Miller v. New Amsterdam Casualty Co.

164 So. 2d 676, 1964 La. App. LEXIS 1708
CourtLouisiana Court of Appeal
DecidedMay 28, 1964
DocketNo. 1098
StatusPublished
Cited by7 cases

This text of 164 So. 2d 676 (Miller v. New Amsterdam Casualty Co.) is published on Counsel Stack Legal Research, covering Louisiana Court of Appeal primary law. Counsel Stack provides free access to over 12 million legal documents including statutes, case law, regulations, and constitutions.

Bluebook
Miller v. New Amsterdam Casualty Co., 164 So. 2d 676, 1964 La. App. LEXIS 1708 (La. Ct. App. 1964).

Opinions

HOOD, Judge.

This is an action for damages instituted by Jasper N. Miller and his wife, Marguerite W. Miller, against J. W. Lewis, Jr.; his wife, Mrs. Dorothy Jackson Lewis; the House of Fashion, alleged to be a partnership composed of Mr. and Mrs. Lewis; and the liability insurer of Mr. Lewis, New Amsterdam Casualty Company. Plaintiffs allege that Mrs. Miller slipped and fell on snow and ice which had accumulated on a private walkway leading from the public sidewalk to the front entrance of the House of Fashion, a beauty shop which was being operated by defendants, Mr. and Mrs. Lewis. Mrs. Miller claims damages for personal injuries which she sustained as a result of this fall. Mr. Miller claims damages based largely on medical expenses incurred by him and loss of wages resulting [678]*678from his wife’s injuries. On the day of the trial an exception of no cause of action was filed in behalf of Mrs. Lewis and the House of Fashion, which exception was maintained and the suit was dismissed as to these defendants. After trial on the merits, judgment was rendered by the trial court in favor of the remaining defendants, Mr. Lewis and New Amsterdam Casualty Company, rejecting plaintiffs’ demands and dismissing the suit. Plaintiffs have appealed.

Subsequent to the lodging of the appeal in this court, and shortly before the date scheduled for argument of the case, plaintiffs filed a motion to remand the suit to the trial court for the purpose of taking additional evidence on the issue of quantum, plaintiffs alleging as a basis for the motion that since the trial of the case they had discovered new and additional medical testimony relating to the injuries which had been sustained by Mrs. Miller. That motion, together with the issues raised by this appeal, are now before us for determination.

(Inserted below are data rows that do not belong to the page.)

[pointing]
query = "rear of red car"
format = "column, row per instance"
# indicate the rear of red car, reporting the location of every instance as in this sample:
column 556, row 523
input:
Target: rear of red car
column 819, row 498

The evidence establishes that an accident occurred in Alexandria, Louisiana, as alleged by plaintiffs at about 1:20 p. m. on January 12, 1962. The weather on that date was extremely cold. On January 9, the temperature dropped to a low of 17 degrees and snow and sleet fell during the day. The records of the United States Weather Bureau show that a total of 1.4 inches of snow fell on that date. On January 10, temperatures ranged from 10 to 21 degrees, with one inch of snow remaining on the ground. On January 11, temperatures ranged from 9 to 23 degrees. And, on January 12, the date of the accident, the temperature dropped to 5 degrees, but gradually increased during the day until it reached a point somewhere between 32 and 34 degrees by the time the accident occurred. Snow and ice covered the ground in the Alexandria area during this entire four-day period.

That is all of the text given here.